My multiple integral knowledge is rusty, so I would appreciate it if people could please take the time to explain what's going on for each step here:
$$\begin{align} E(|X - Y|) &= \int_0^1 \int_0^1 |x - y| \ dx dy \\ &= \int_0^1 \int_y^1 (x - y) \ dxdy + \int_0^1 \int_0^y (y - x) \ dxdy \\ &= 2 \int_0^1 \int_y^1 (x - y) \ dxdy = 1/3 \end{align}$$
Thank you.
EDIT:
The PDF of a continuous uniform random variable is $$f(x) = {\begin{cases}{\frac {1}{b-a}}&\mathrm {for} \ a\leq x\leq b,\\[8pt]0&\mathrm {for} \ x<a\ \mathrm {or} \ x>b\end{cases}}$$
Since $X$ and $Y$ are independent, my understanding is that the product of their individual PDFs is equal to the joint PDF:
$$p_{X, Y}(x, y) = p_X(x) p_Y(y) = (1)(1) = 1$$
By the LOTUS, we have $$E(\vert X - Y \vert) = \int_{0}^{1}\int_{0}^{1} \vert x - y \vert \, \mathrm{d}x \,\mathrm{d}y.$$ The $\vert x - y\vert$ term inside the integral takes one of the two forms $|x-y| = x-y$ for $x - y \geq 0$ and $|x -y| = y - x$ for $x - y < 0.$ So we split the region of interest into two regions (see attached image). 1
In the region defined by $x - y \geq 0$ (i.e. the region of the square below the line $y = x$), $y$ can take values between $0$ and $1$, and for each fixed $y$, $x$ runs from $y$ to $1$. Hence the integral of the function over this region can be written as $$\int_{0}^{1}\int_{y}^{1} (x-y)\,\mathrm{d}x\,\mathrm{d}y.$$ Similarly, for the region defined by $x - y < 0$, for each fixed $y$ between $0$ and $1$, $x$ runs from $0$ to $y$. So the integral of the function over this region is $$\int_{0}^{1}\int_{0}^{y} (y-x)\,\mathrm{d}x\,\mathrm{d}y.$$ This explains the step going from the first line to the second: $$\int_{0}^{1}\int_{0}^{1} \vert x - y \vert \, \mathrm{d}x \,\mathrm{d}y = \int_{0}^{1}\int_{y}^{1} (x-y)\,\mathrm{d}x\,\mathrm{d}y + \int_{0}^{1}\int_{0}^{y} (y-x)\,\mathrm{d}x\,\mathrm{d}y.$$ In fact, the region in the second integral can be specified in a different manner by noting that $x$ runs from $0$ to $1$ and for each fixed $x$, $y$ runs from $x$ to $1$. This allows us to reverse the order of integration to obtain $$\int_{0}^{1}\int_{0}^{y} (y-x)\,\mathrm{d}x\,\mathrm{d}y = \int_{0}^{1}\int_{x}^{1}(y-x)\,\mathrm{d}y\,\mathrm{d}x.$$ The value of the definite integral is independent of the dummy variables $x$ and $y$, so we may replace them as we please.

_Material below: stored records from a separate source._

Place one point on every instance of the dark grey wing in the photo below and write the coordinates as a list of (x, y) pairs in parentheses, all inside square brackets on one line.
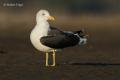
[(54, 31), (60, 41)]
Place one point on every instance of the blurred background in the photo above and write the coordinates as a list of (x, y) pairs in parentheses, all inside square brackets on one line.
[(99, 18)]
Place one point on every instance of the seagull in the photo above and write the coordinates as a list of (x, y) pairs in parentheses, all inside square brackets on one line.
[(50, 39)]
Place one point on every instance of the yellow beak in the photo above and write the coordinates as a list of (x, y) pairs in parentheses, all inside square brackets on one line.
[(51, 18)]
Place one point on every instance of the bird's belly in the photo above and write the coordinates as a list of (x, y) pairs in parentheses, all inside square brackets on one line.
[(39, 46)]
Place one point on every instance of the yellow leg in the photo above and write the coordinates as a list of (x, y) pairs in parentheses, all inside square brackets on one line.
[(46, 59), (54, 59)]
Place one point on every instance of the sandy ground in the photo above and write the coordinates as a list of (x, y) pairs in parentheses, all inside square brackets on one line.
[(98, 60)]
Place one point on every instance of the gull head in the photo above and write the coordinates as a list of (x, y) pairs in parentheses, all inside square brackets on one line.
[(43, 15)]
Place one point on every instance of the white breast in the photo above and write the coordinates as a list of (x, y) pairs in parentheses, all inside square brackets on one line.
[(38, 32)]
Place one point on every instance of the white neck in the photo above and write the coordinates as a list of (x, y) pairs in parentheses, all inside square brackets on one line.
[(41, 29)]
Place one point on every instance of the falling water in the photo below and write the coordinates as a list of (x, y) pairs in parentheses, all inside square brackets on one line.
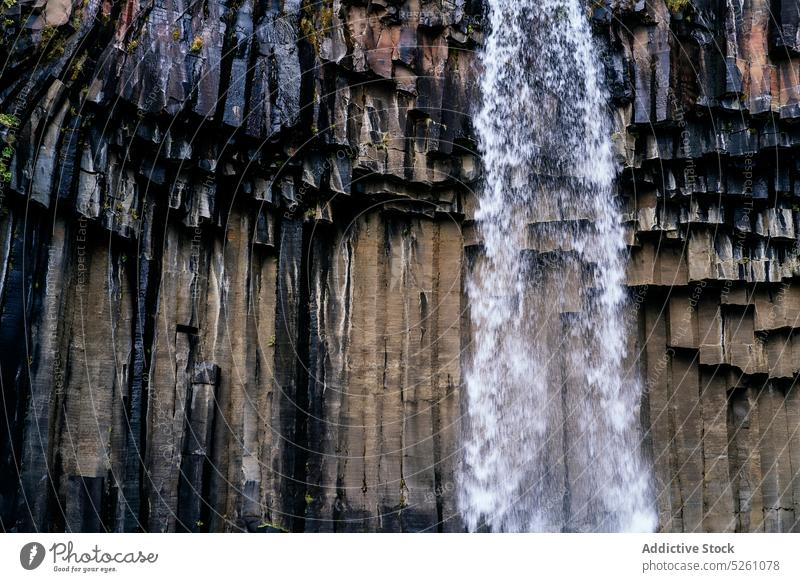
[(552, 437)]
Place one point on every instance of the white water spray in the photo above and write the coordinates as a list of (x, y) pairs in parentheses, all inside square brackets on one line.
[(552, 432)]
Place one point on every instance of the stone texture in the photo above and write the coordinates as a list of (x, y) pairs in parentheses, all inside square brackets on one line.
[(234, 236)]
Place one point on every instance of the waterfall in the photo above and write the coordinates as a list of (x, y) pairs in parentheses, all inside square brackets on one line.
[(552, 432)]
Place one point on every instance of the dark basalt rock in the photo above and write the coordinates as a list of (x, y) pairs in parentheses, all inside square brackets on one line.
[(232, 256)]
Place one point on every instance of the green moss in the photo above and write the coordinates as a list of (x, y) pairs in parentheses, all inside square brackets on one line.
[(675, 6), (9, 120), (77, 67), (5, 158)]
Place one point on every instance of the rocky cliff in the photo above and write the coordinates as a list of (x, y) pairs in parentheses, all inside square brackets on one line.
[(234, 236)]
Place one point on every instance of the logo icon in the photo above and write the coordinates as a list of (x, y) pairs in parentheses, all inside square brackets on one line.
[(31, 555)]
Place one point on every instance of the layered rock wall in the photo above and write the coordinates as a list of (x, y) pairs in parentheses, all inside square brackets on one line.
[(234, 237)]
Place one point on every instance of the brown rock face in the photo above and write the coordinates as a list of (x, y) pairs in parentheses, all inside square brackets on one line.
[(234, 237)]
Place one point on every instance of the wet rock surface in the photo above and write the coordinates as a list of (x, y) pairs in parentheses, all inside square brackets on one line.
[(234, 234)]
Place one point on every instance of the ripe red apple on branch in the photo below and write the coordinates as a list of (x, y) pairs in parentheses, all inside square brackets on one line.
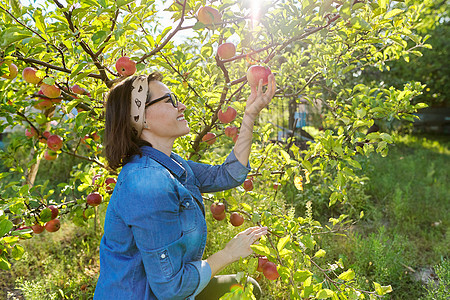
[(50, 155), (53, 225), (226, 50), (94, 199), (248, 184), (30, 132), (29, 75), (54, 142), (109, 182), (228, 116), (79, 90), (125, 66), (231, 131), (209, 138), (209, 15), (37, 228), (217, 208), (261, 261), (54, 210), (13, 70), (236, 219), (255, 73), (50, 91)]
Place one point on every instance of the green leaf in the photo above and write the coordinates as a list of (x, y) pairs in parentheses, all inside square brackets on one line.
[(260, 249), (392, 13), (301, 276), (320, 253), (12, 35), (324, 294), (347, 275), (5, 226), (17, 252), (308, 241), (4, 264), (282, 242), (206, 50), (45, 215), (360, 23)]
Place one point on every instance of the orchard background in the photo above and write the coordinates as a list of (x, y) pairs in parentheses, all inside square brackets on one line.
[(340, 227)]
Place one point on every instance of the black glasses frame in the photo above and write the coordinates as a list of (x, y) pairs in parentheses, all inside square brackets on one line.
[(173, 98)]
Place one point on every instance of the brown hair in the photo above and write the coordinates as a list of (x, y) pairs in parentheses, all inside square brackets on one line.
[(120, 142)]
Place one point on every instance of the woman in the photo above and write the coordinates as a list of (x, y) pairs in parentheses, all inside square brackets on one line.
[(155, 229)]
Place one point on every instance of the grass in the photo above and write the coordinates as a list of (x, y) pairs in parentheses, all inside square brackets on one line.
[(405, 228)]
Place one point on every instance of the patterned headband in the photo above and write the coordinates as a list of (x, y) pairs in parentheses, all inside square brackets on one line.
[(139, 91)]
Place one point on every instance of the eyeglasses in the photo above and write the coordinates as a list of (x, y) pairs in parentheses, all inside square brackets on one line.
[(173, 98)]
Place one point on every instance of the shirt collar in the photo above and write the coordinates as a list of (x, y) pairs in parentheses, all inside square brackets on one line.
[(168, 162)]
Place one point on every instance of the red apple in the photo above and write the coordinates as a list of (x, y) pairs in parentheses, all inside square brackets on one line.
[(50, 155), (95, 178), (37, 228), (231, 131), (125, 66), (52, 225), (217, 208), (256, 73), (94, 199), (55, 211), (51, 91), (79, 90), (209, 138), (54, 142), (29, 75), (261, 262), (228, 116), (248, 185), (13, 70), (30, 132), (226, 50), (208, 15), (220, 217), (270, 270), (236, 219), (108, 183)]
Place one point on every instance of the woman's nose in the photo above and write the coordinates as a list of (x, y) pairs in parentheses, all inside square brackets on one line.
[(181, 106)]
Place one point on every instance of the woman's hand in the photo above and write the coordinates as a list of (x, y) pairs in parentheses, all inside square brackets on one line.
[(257, 99), (239, 246)]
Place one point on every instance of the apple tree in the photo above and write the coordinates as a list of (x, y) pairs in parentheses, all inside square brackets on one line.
[(59, 59)]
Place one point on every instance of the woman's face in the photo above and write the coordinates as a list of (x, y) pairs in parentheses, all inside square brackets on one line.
[(163, 119)]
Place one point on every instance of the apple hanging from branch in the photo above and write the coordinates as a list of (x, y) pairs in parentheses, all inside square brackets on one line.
[(29, 75), (54, 142), (13, 70), (228, 116), (255, 73), (125, 66)]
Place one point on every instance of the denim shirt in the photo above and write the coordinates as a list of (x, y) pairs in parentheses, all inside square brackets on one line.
[(155, 229)]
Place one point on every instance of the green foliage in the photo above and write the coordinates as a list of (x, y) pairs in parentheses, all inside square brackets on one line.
[(439, 289), (313, 47)]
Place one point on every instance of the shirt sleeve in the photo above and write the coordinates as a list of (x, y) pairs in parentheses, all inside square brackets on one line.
[(151, 209), (228, 175)]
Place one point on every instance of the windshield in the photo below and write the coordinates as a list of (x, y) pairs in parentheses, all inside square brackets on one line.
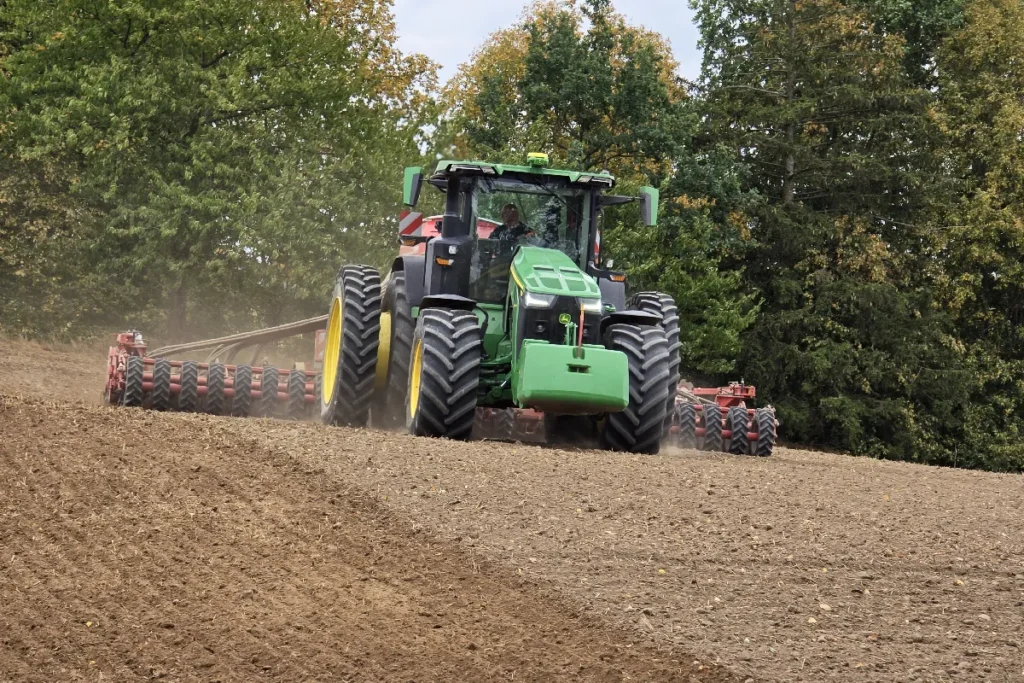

In particular, we can switch their places to obtain $$\int_{0}^{1}\int_{0}^{y} (y-x)\,\mathrm{d}x\,\mathrm{d}y = \int_{0}^{1}\int_{y}^{1}(x-y)\,\mathrm{d}x\,\mathrm{d}y.$$ Note that this is an identical copy of the other integral in the second line, so this explains how the $2$ is obtained in the step from the second line to the third, and it remains to evaluate the result.